# Pubs, Whose Da Crew Man, Whose Da Crew !



## Bribie G (25/10/11)

Great to see that in the AABC national comp just finished in Adelaide, Pine Rivers Underground Brewers took out 3 of the (sadly only) 4 Queensland winning placings. 
Congrats to Lyall (Pale Lager), Rod Lock (APA) and Richard H. (Sweet Stout)

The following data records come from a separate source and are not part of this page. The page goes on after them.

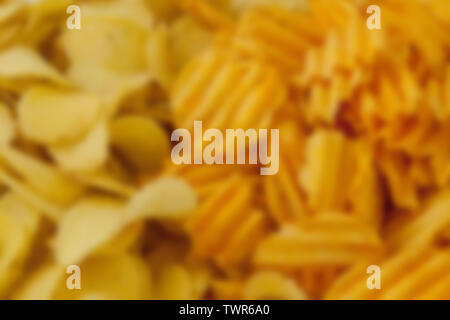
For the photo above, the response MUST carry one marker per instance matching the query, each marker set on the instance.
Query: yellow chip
(51, 116)
(119, 277)
(165, 198)
(19, 63)
(87, 226)
(41, 177)
(89, 154)
(141, 142)
(18, 224)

Also congrats to Simeon from BABBs (Weizen) - man those Mexicans had it all over us this year


----------



## winkle (25/10/11)

Bribie G said:


> Great to see that in the AABC national comp just finished in Adelaide, Pine Rivers Underground Brewers took out 3 of the (sadly only) 4 Queensland winning placings.
> Congrats to Lyall (Pale Lager), Rod Lock (APA) and Richard H. (Sweet Stout)
> 
> Also congrats to Simeon from BABBs (Weizen) - man those Mexicans had it all over us this year




"Beaten like a red-haired step-child"
again


----------



## NickB (25/10/11)

Well, I've kept my record alive. Two years in a row: Stouts 1st/2nd in QABC, dead last in AABC.

Woot for me....... <_<


----------



## fcmcg (25/10/11)

Yes ,
Us Mexicans very glady took out best state !!!  
Sorry Bribie...guess the midnight liqour wasn't up to scratch this time h34r: 
Maybe next year......
Fergthevictorian


----------